The Radius of Convergence of a Power Series Examples 1

# The Radius of Convergence of a Power Series Examples 1

Recall from The Radius of Convergence of a Power Series page that we can calculate the radius of convergence of a power series using the ratio test, that is if $\lim_{n \to \infty} \biggr \rvert \frac{a_{n+1}}{a_n} \biggr \rvert = L$, then the radius of convergence is $R = \frac{1}{L}$. If $L = 0$ then the radius of convergence $R = \infty$ and if $L = \infty$ then the radius of convergence $R = 0$.

We will now look at some more examples of determining the radius of convergence of a given power series.

## Example 1

Determine the radius of convergence of the power series $\sum_{n=0}^{\infty} \frac{x^n}{n!}$.

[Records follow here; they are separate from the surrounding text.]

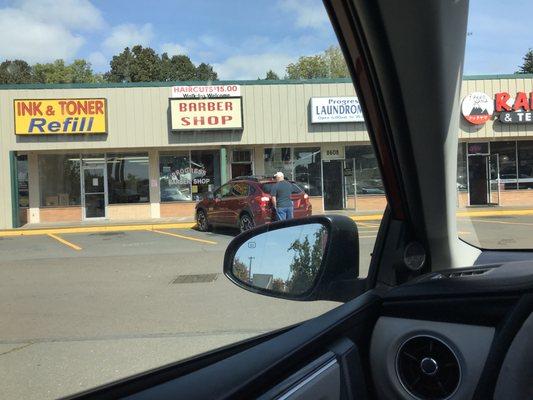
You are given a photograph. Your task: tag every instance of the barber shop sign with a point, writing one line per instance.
(477, 108)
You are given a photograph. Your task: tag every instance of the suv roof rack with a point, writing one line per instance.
(255, 178)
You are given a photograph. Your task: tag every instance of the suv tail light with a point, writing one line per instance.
(263, 200)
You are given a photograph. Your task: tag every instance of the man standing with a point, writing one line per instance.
(281, 197)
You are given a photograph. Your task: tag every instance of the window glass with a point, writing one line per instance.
(367, 175)
(462, 181)
(507, 159)
(59, 180)
(240, 189)
(128, 178)
(278, 159)
(22, 181)
(242, 156)
(525, 164)
(205, 172)
(175, 177)
(225, 191)
(308, 170)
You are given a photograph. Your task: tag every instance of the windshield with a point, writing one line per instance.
(495, 149)
(123, 124)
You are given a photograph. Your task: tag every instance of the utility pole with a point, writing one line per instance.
(250, 269)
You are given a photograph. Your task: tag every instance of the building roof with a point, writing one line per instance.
(43, 86)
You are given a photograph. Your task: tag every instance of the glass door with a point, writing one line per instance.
(94, 190)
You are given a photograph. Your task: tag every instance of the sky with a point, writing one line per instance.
(241, 39)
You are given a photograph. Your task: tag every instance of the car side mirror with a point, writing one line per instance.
(313, 258)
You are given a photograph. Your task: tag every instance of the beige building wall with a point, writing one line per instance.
(275, 113)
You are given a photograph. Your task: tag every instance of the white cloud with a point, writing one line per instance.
(128, 35)
(252, 66)
(78, 15)
(173, 49)
(98, 61)
(29, 38)
(308, 13)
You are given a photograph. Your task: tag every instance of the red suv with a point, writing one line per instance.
(245, 202)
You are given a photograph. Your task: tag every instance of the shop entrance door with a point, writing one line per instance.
(333, 184)
(94, 191)
(478, 180)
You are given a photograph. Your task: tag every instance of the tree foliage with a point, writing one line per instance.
(16, 71)
(306, 262)
(329, 64)
(271, 76)
(240, 270)
(527, 65)
(205, 72)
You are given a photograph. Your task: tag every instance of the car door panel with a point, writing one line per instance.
(258, 369)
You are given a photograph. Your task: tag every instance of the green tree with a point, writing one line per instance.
(308, 67)
(240, 270)
(54, 72)
(271, 76)
(336, 64)
(205, 72)
(140, 64)
(329, 64)
(177, 68)
(81, 72)
(15, 71)
(306, 262)
(527, 65)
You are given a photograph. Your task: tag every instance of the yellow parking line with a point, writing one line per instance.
(65, 242)
(184, 237)
(491, 221)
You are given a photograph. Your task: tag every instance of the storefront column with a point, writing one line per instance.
(34, 191)
(259, 161)
(155, 195)
(223, 165)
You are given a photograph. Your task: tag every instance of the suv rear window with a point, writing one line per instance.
(266, 187)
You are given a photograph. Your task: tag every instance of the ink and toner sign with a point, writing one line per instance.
(60, 116)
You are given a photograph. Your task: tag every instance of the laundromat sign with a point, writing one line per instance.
(60, 116)
(478, 108)
(206, 114)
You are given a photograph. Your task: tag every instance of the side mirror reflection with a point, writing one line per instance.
(284, 261)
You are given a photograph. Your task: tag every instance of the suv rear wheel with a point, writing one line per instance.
(246, 222)
(201, 221)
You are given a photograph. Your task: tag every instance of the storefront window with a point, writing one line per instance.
(59, 180)
(128, 178)
(525, 164)
(175, 177)
(507, 161)
(278, 159)
(22, 181)
(367, 176)
(205, 172)
(241, 163)
(462, 184)
(307, 170)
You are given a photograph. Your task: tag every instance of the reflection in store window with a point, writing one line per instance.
(175, 177)
(367, 175)
(307, 170)
(278, 159)
(127, 178)
(525, 164)
(59, 180)
(205, 172)
(507, 159)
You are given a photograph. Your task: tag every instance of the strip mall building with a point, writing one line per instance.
(71, 153)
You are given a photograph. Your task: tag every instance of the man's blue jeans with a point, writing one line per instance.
(285, 213)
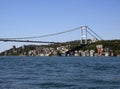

We first notice that $a_n = \frac{1}{n!}$ in our power series, and applying the rule above we have that

(1)
\begin{align} \quad \lim_{n \to \infty} \biggr \rvert \frac{a_{n+1}}{a_n} \biggr \rvert = \lim_{n \to \infty} \biggr \rvert \frac{\frac{1}{(n+1)!}}{\frac{1}{n!}} \biggr \rvert = \lim_{n \to \infty} \biggr \rvert \frac{n!}{(n+1)!} = \lim_{n \to \infty} \frac{1}{n+1} = 0 \end{align}

Therefore the radius of convergence of this power series is $R = \infty$.

## Example 2

Determine the radius of convergence of the power series $\sum_{n=0}^{\infty} \frac{(3x + 4)^n}{(n^3 + 2)3^n}$.

Let's first rewrite this power series as $\sum_{n=0}^{\infty} \frac{(3x + 4)^n}{(n^3 + 2)3^n} = \sum_{n=0}^{\infty} \frac{1}{n^3 + 2} \left ( \frac{3x + 4}{3} \right )^n = \sum_{n=0}^{\infty} \frac{1}{n^3 + 2} \left ( x + \frac{4}{3} \right )^n$.

Now we note that $a_n = \frac{1}{n^3 + 2}$, and using the ratio test:

(2)
\begin{align} \quad \lim_{n \to \infty} \biggr \rvert \frac{a_{n+1}}{a_{n}} \biggr \rvert = \lim_{n \to \infty} \biggr \rvert \frac{\frac{1}{(n+1)^3 + 2}}{\frac{1}{n^3 + 2}} \biggr \rvert = \lim_{n \to \infty} \frac{n^3 + 2}{(n+1)^3 + 2} = 1 \end{align}

So the radius of convergence is $R = \frac{1}{L} = 1$.

## Example 3

Determine the radius of convergence of the power series $\sum_{n=0}^{\infty} \frac{n!(5x + 3)^n}{(n+1)^2 + 4n}$.

Let's first rewrite this series as $\sum_{n=0}^{\infty} \frac{n!(5x + 3)^n}{(n+1)^2 + 4n} = \sum_{n=0}^{\infty} \frac{n!}{(n+1)^2 + 4n} (5x + 3)^n = \sum_{n=0}^{\infty}\frac{n!}{(n+1)^2 + 4n} \left (5 \left (x + \frac{3}{5} \right ) \right)^n = \sum_{n=0}^{\infty}\frac{5^nn!}{(n+1)^2 + 4n} \left (x + \frac{3}{5} \right)^n$.

Now we can see that $a_n = \frac{5^nn!}{(n+1)^2 + 4n}$. Using the ratio test to find the radius of convergence we have:

(3)
\begin{align} \quad \lim_{n \to \infty} \biggr \rvert \frac{a_{n+1}}{a_n} \biggr \rvert = \lim_{n \to \infty} \biggr \rvert \frac{\frac{5^{n+1}(n+1)!}{(n+2)^2 + 4(n+1)}}{\frac{5^nn!}{(n+1)^2 + 4n}} \biggr \rvert = \lim_{n \to \infty} \biggr \rvert \frac{5^{n+1}(n+1)!\left [ (n+1)^2 +4n \right ]}{\left [ (n+2)^2 + 4(n+1)\right] 5^n n!} \biggr \rvert = \lim_{n \to \infty} \frac{5(n+1)[(n+1)^2 + 4n]}{[(n+2)^2 + 4(n+1)]} = \infty \end{align}

Therefore the radius of convergence $R = 0$.